Anatomy of an Asset Purchase Agreement - Part 1 of 3

About Asset Purchase Agreements

Asset Purchase Agreements are often long, complicated, and hard to understand. If you learn their common structure, it can be easier to make sense of the parts. This is part one of a three part series about Asset Purchase Agreements (“APA”).

An APA is used to purchase the assets of a business. It might be used to buy part of a business, or to buy an entire business or division.

Outline of APAs

Well-organized APAs tend to follow a common structure, often with the following sections:

  1. Introduction & Background

  2. Definitions

  3. Purchased Assets & Purchase Price

  4. Closing

  5. Seller Representations & Warranties

  6. Buyer Representations & Warranties

  7. Covenants

  8. Conditions to Closing

  9. Indemnification

  10. Termination

  11. Miscellaneous

  12. Exhibits

Each section is briefly discussed below and in the articles that will follow.

Introduction & Background

The introduction to an APA identifies the buyer, the seller, and any other parties. The other parties might include the seller’s owners, the guarantors, or other companies that are related to the buyer or seller.

The background section (sometimes called “recitals”) provides context about the agreement.
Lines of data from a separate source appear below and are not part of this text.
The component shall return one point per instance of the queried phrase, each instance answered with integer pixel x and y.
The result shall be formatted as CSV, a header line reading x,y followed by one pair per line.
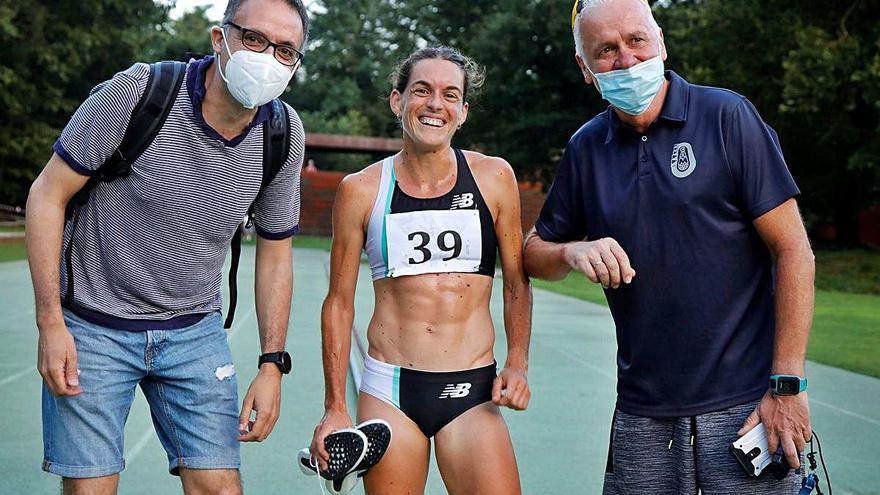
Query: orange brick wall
x,y
319,190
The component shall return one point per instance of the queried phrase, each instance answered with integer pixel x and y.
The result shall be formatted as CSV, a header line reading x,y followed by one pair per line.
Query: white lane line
x,y
147,434
845,411
25,372
611,376
602,371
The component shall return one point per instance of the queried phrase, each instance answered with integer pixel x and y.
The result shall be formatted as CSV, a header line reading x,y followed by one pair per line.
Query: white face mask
x,y
253,78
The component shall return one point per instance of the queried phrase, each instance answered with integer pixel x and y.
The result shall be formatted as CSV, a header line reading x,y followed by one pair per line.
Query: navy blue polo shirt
x,y
695,328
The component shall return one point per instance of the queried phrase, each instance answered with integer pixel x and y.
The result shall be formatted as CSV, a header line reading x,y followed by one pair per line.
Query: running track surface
x,y
560,441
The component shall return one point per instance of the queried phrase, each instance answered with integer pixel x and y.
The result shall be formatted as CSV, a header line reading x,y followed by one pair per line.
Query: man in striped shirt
x,y
147,257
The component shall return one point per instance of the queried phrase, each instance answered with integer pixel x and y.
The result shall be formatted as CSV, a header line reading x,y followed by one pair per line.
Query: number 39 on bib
x,y
433,241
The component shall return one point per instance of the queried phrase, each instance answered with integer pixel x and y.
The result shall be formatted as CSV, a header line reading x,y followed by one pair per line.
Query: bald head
x,y
598,15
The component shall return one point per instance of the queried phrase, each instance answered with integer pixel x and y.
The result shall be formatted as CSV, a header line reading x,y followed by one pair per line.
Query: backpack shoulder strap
x,y
276,148
276,142
150,114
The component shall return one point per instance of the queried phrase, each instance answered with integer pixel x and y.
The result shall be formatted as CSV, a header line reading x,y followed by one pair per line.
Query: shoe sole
x,y
347,449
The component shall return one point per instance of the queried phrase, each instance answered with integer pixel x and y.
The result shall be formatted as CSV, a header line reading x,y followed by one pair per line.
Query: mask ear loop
x,y
219,65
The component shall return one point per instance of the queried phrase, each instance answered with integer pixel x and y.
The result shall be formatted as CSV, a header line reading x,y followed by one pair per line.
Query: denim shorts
x,y
189,382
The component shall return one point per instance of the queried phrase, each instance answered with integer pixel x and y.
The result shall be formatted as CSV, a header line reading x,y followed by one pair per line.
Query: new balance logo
x,y
455,391
464,200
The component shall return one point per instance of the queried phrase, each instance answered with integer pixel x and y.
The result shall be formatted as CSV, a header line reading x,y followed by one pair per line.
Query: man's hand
x,y
56,361
512,380
602,261
333,420
787,421
264,398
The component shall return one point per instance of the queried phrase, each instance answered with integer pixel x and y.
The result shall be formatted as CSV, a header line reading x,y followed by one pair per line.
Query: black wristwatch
x,y
281,359
787,384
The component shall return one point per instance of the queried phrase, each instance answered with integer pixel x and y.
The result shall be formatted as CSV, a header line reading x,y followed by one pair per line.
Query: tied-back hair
x,y
474,75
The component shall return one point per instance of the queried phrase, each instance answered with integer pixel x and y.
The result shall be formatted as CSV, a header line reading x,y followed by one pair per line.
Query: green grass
x,y
575,285
12,252
853,270
846,327
846,331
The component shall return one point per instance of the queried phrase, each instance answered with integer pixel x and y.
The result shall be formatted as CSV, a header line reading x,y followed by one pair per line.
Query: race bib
x,y
433,241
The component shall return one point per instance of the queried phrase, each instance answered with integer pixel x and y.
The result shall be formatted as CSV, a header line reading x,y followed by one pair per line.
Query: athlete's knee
x,y
105,485
210,481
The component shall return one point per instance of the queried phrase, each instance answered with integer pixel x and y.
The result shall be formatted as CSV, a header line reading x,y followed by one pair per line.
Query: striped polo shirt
x,y
149,248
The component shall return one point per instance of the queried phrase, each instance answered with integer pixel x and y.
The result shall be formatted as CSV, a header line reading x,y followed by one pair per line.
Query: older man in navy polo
x,y
677,199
Sometimes this is as simple as a statement that the seller wants to sell the assets to the buyer. If the APA is part of a larger transaction, the background section will be more detailed.

Definitions

Many APAs begin with a definitions section. This section assigns specific meanings to particular words used in the APA to avoid ambiguity.

Definitions serve as a shorthand for words or phrases that are used multiple times in the APA. Listing the definitions in one place prevents an agreement from getting repetitive and cluttered. It also makes it easier to use the defined terms consistently.

For example, an APA might contain this definition of a “Lien”:

Lien” means any lien, encumbrance, pledge, or restriction.

This way, whenever the APA mentions a lien, it could use the capitalized term “Lien” rather than repeating the longer string of words. Defined terms are usually capitalized throughout the APA, in order to signal that they have a specific definition.

Purchased Assets & Purchase Price

This section is one of the most important ones in the APA. It identifies:

  • the assets that are included and excluded from the sale

  • the liabilities that the buyer is becoming responsible for

  • the liabilities that the seller remains responsible for

  • the purchase price

  • the payment method and timing

  • the purchase price adjustment mechanisms

Closing

This section describes the closing date, time, and location. When the sale is completed, it is called the “closing”. Sometimes a closing occurs at the same time the APA is signed. Other times, the APA signing and the closing are not simultaneous, and the APA is signed first.

This section also describes the procedures for the closing. It’s common to list the documents and agreements that will be exchanged at the closing. Examples include a bill of sale and an assignment agreement. Often, the forms of these “ancillary agreements” will be negotiated in advance and attached to the APA as an exhibit.

Conclusion

The next article will discuss some of the most heavily negotiated sections of APAs:

  • Seller Representations & Warranties

  • Buyer Representations & Warranties

  • Covenants

Asset Purchase Agreements are varied and often complex, but they do share common elements. There is no substitute for legal advice from an experienced acquisitions attorney. That said, you’ll get more out of the legal advice if you have a “big picture” understanding of an Asset Purchase Agreement, which will help you make sense of the parts of it.